When legislators reduce science to memorizable facts, they strip science of meaning. We don’t care about science as a description of obviously true events; we care about science because it permits informed and testable predictions. When Newton’s theories accurately forecast the location of the planet Neptune, his theory was considered credible. When his theories inaccurately described the orbit of Mercury, Albert Einstein formulated a new theory.
Anybody who remembers the tedium of grade-school arithmetic “skillz drillz” can easily imagine how stultifying an education based around only facts would be. Especially when those facts come pre-filtered to protect White parents’ tender sensibilities. Without enough knowledge of controversy to test opposing sides, and without enough awareness at times to even realize a controversy exists, students are reduced to memorizing lists, a task kids famously hate.
In other words, an entirely fact-based education seems designed to make kids mentally check out early. Without questions to solve, without patterns to identify, without friction to resolve, students predictably become bored and stop caring. Anything that students can correctly identify on a Scantron sheet, still the hallmark of standardized tests, probably is also boring. As this pervasive boredom slowly overtakes academia, one wonders if this isn’t deliberate.
Although the Montana bill makes science central here, the same principles apply to all topics. Paul Lockhart writes that many freshers enter college thinking they’re good at mathematics, when they’re actually good at following directions. (Replace “good at” with “bad at” where appropriate.) Ron DeSantis’ attempts to whitewash history only make explicit what James Loewen claims has always been implicit in schoolbook history.

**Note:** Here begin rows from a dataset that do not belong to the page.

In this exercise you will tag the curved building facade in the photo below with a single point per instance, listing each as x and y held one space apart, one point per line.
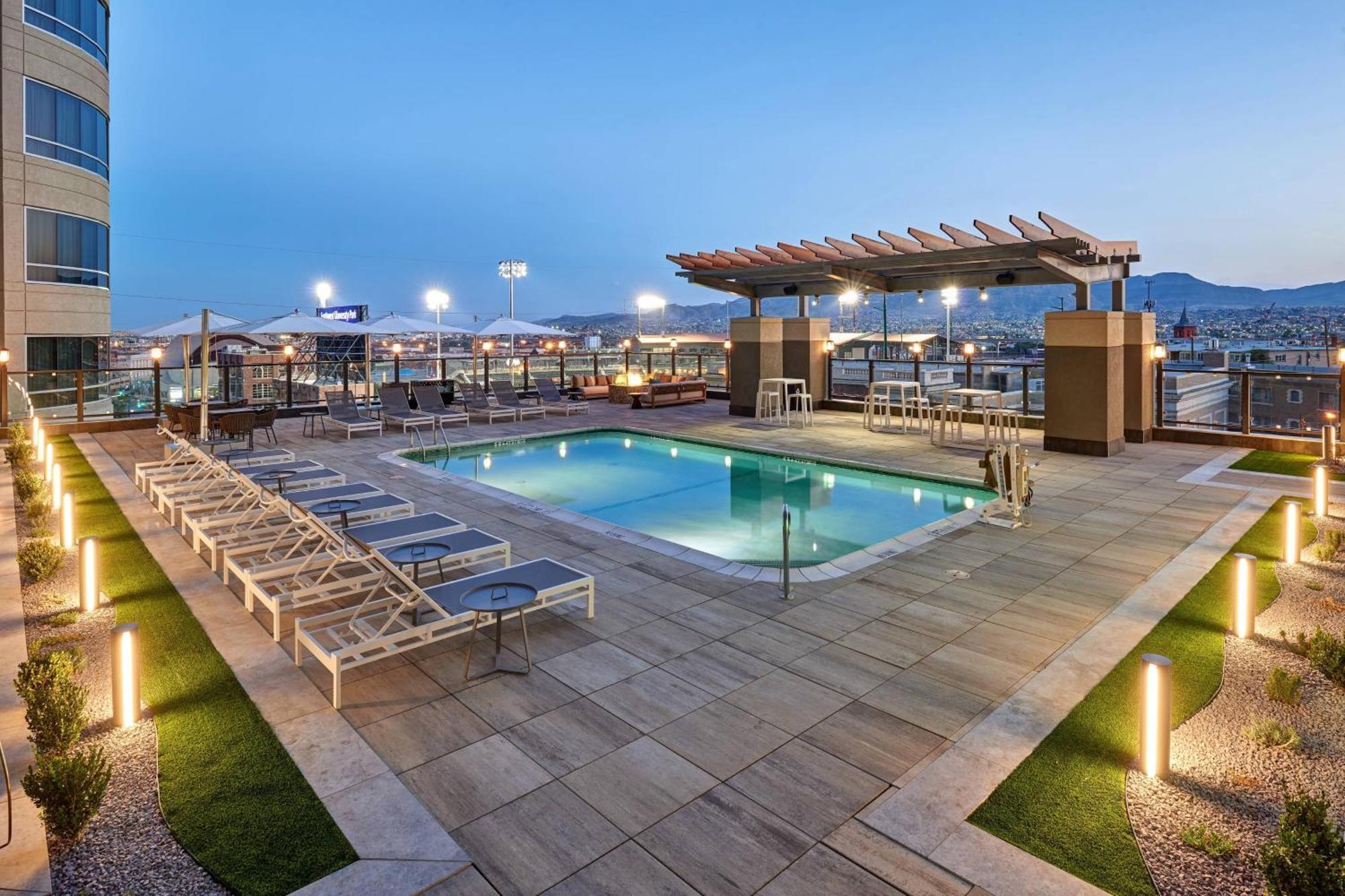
54 173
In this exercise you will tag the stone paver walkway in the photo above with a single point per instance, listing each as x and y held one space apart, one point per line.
701 735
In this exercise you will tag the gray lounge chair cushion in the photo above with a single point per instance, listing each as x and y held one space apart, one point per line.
540 573
403 528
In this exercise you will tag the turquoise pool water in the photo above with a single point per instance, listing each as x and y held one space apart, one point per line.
715 499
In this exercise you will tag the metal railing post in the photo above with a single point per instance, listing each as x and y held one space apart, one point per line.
1246 403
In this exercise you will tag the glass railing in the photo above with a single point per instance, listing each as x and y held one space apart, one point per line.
1022 382
102 393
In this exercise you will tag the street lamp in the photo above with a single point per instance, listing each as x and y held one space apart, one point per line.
649 302
513 270
438 302
950 299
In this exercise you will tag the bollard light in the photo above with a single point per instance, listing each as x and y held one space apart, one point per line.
1243 616
1293 544
1320 505
126 676
1156 712
89 573
68 521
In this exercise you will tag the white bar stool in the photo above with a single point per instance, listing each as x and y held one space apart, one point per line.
805 401
769 405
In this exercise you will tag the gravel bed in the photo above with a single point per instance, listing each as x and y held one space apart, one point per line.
128 846
1229 783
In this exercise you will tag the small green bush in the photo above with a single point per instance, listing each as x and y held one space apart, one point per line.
1327 653
1210 841
26 485
40 506
68 788
40 559
1284 686
1308 854
56 701
1269 732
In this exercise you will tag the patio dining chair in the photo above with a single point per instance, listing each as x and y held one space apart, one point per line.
506 397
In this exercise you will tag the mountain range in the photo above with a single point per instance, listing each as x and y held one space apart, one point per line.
1169 291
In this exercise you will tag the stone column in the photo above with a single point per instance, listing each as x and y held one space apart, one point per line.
1139 354
805 354
758 352
1085 382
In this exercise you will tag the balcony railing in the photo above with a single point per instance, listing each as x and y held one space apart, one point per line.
104 393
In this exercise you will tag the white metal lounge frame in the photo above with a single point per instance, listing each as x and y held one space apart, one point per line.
384 624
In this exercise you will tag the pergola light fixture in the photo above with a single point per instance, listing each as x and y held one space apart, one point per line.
1243 611
1156 710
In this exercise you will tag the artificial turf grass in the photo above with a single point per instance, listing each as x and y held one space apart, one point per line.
1066 802
229 790
1280 462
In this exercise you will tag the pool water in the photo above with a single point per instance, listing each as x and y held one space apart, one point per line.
722 501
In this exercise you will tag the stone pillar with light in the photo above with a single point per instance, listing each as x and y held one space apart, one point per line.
1086 382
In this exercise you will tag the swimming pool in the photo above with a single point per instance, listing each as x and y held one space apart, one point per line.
722 501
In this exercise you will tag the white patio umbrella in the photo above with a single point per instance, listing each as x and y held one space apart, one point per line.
298 323
189 326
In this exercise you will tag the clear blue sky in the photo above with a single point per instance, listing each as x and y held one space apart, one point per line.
427 140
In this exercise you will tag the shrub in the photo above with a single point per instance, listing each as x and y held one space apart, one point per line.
68 788
40 559
56 712
40 506
1284 686
1327 653
26 485
1308 854
1210 841
1269 732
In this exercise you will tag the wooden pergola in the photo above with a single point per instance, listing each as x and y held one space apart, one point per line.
1056 253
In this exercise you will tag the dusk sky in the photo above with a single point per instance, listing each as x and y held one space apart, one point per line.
258 147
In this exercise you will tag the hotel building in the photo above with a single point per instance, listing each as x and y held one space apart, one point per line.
56 200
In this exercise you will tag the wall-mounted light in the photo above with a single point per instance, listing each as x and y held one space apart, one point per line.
1243 611
1156 713
1320 491
1293 540
68 521
89 573
126 676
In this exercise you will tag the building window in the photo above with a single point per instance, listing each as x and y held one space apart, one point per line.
67 249
61 126
80 22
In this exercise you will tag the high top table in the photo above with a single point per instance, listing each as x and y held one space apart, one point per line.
783 384
984 396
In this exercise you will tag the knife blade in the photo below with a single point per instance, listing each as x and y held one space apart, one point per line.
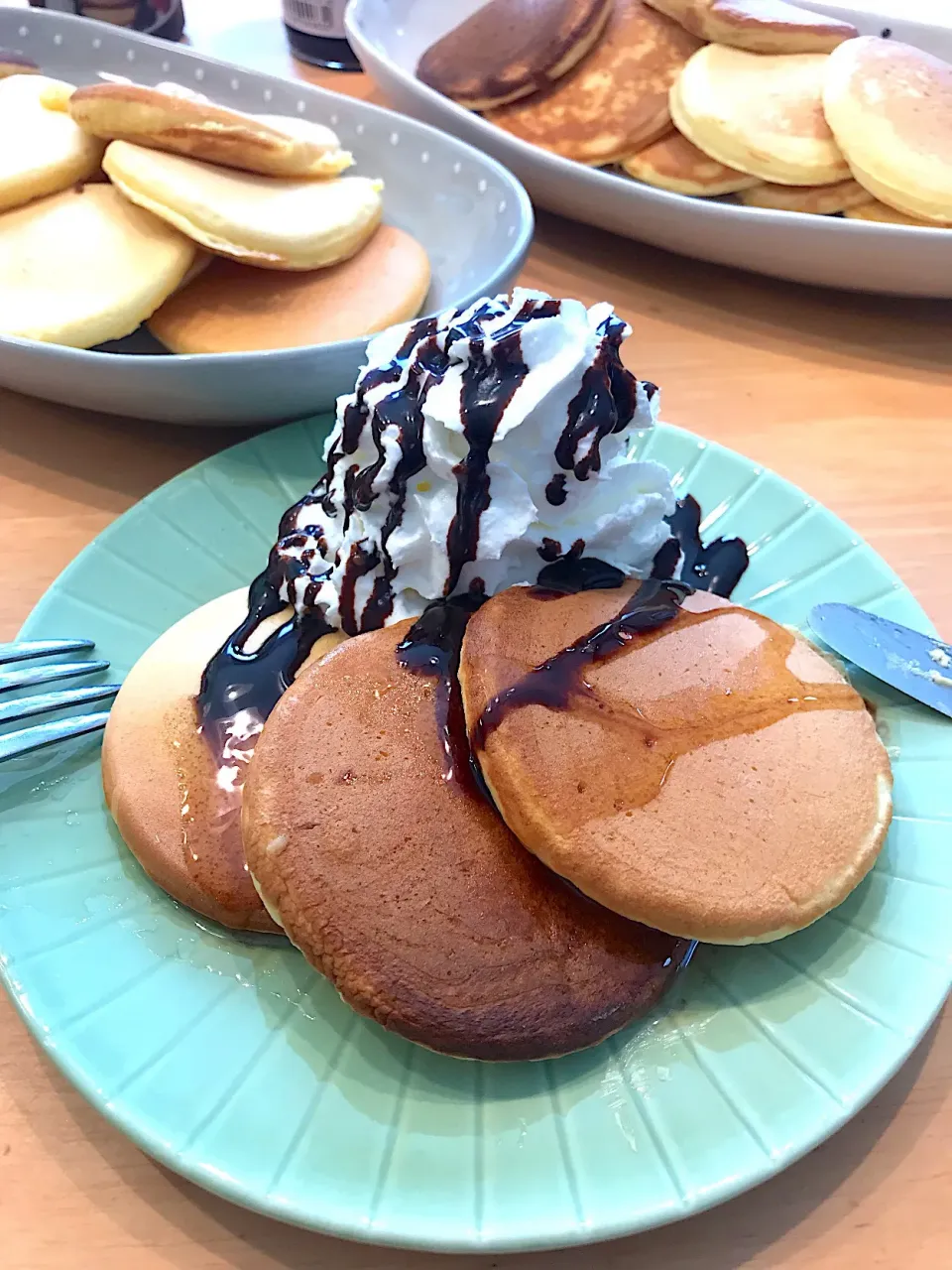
916 665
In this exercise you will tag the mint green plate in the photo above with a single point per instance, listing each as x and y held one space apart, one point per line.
234 1064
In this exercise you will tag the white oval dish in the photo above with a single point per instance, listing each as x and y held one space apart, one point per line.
470 213
390 36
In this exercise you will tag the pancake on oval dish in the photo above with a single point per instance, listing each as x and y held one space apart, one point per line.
271 221
399 881
762 114
883 213
758 26
173 118
44 151
85 266
509 49
890 108
616 99
675 164
232 308
708 774
812 199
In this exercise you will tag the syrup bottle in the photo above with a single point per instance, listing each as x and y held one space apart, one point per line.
316 33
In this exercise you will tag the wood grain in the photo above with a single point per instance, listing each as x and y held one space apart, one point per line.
849 397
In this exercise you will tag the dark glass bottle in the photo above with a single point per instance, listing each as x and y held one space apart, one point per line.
316 33
162 18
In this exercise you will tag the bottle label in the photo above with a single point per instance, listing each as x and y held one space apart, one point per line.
316 17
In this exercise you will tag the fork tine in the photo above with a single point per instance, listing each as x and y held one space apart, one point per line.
23 707
24 649
48 674
27 739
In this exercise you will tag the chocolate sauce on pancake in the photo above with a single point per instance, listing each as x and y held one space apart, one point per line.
689 719
558 680
431 649
717 567
238 693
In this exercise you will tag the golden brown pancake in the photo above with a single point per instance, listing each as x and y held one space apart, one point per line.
84 266
616 100
760 113
232 308
890 108
675 164
511 49
716 778
42 150
814 199
758 26
163 786
407 889
172 118
885 214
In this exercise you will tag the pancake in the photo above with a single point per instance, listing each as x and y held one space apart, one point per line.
762 114
758 26
675 164
42 150
712 776
270 221
885 214
232 308
16 64
407 889
85 266
890 108
815 199
160 778
616 100
176 119
511 49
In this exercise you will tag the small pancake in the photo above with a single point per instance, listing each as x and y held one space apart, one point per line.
885 214
159 774
814 199
16 64
270 221
231 308
678 166
716 778
616 100
85 266
42 150
511 49
176 119
890 108
758 26
408 890
762 114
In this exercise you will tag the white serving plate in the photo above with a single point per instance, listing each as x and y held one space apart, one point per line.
390 36
471 214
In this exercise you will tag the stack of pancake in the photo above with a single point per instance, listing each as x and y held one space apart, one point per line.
757 99
500 839
223 231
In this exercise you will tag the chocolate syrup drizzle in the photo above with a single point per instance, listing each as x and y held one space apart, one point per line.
717 567
236 681
558 680
431 649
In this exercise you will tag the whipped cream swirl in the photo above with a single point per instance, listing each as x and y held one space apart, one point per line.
476 447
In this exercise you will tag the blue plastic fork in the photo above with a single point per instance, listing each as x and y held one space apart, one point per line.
26 739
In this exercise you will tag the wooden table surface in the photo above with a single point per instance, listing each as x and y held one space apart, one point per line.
849 397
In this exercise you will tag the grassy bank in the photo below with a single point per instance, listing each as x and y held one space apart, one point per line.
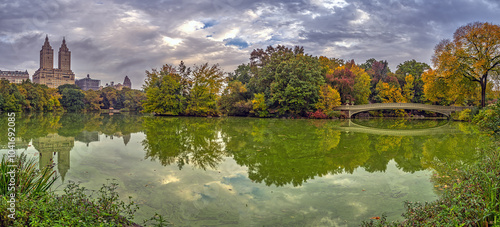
32 203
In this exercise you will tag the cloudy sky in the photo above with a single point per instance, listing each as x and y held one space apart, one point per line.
110 39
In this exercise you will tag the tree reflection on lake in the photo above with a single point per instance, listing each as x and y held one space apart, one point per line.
279 152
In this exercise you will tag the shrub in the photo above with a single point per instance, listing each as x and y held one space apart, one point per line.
73 208
28 178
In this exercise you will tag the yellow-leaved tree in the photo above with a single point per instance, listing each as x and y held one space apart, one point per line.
471 59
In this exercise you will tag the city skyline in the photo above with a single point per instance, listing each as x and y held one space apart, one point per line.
109 40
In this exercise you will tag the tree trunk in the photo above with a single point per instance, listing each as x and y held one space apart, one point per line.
484 82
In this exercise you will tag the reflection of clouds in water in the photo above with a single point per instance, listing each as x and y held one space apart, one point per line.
344 182
358 208
169 179
229 168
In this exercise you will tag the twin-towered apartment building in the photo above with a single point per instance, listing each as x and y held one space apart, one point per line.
55 77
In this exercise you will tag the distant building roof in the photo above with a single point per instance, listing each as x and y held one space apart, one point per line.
14 73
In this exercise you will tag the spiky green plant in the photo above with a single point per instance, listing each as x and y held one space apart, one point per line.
28 178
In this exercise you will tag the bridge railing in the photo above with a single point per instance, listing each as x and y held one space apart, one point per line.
402 106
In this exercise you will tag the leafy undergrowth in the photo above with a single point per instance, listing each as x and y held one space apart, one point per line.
73 208
470 196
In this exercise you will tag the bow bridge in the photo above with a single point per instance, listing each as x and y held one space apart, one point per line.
445 110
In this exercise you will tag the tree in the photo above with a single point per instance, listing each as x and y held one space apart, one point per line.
416 69
408 89
295 85
164 92
343 81
233 100
389 93
207 82
474 54
362 81
329 98
92 100
72 99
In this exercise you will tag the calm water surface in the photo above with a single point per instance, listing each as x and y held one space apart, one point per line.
250 172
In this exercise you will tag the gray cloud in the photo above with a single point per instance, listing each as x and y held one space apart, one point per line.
110 39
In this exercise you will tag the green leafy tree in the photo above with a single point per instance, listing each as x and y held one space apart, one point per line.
92 100
233 100
259 105
295 85
72 99
164 92
408 89
207 82
362 81
329 98
416 69
473 54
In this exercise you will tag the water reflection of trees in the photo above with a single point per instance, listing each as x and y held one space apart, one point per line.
40 125
183 141
279 152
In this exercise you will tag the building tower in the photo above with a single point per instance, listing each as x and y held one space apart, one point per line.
127 83
47 74
64 57
46 55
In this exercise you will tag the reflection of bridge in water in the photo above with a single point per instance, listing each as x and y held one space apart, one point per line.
443 129
445 110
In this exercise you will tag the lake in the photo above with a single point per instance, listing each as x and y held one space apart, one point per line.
249 171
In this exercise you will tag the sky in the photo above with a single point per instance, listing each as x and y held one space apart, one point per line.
111 39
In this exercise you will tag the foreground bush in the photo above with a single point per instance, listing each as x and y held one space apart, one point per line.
471 197
36 205
27 177
73 208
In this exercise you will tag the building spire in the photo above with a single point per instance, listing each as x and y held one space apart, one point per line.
46 40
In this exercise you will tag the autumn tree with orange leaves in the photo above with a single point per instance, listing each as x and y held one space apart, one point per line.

Taken together, the pattern emerges: students don’t learn to ask questions. They learn topics only shallowly, reduce all subjects to memorized lists, and mostly forget everything after the standardized test. The system creates deeply incurious graduates who comply with authority simply to make the moment go away. Students emerge perfectly suited for essentially robotic industrial jobs that, ironically, don’t much exist in America anymore.
As a sometime teacher myself, I don’t like these conclusions, but I can’t avoid them either. I remember spending months trying to reignite students’ innate childhood curiosity, but by the time they reached me, the system had already squelched it. Bills and laws like these serve neither teachers nor students. But they do serve to create a permanent underclass of supposedly schooled graduates forever dependent on arbitrary authority.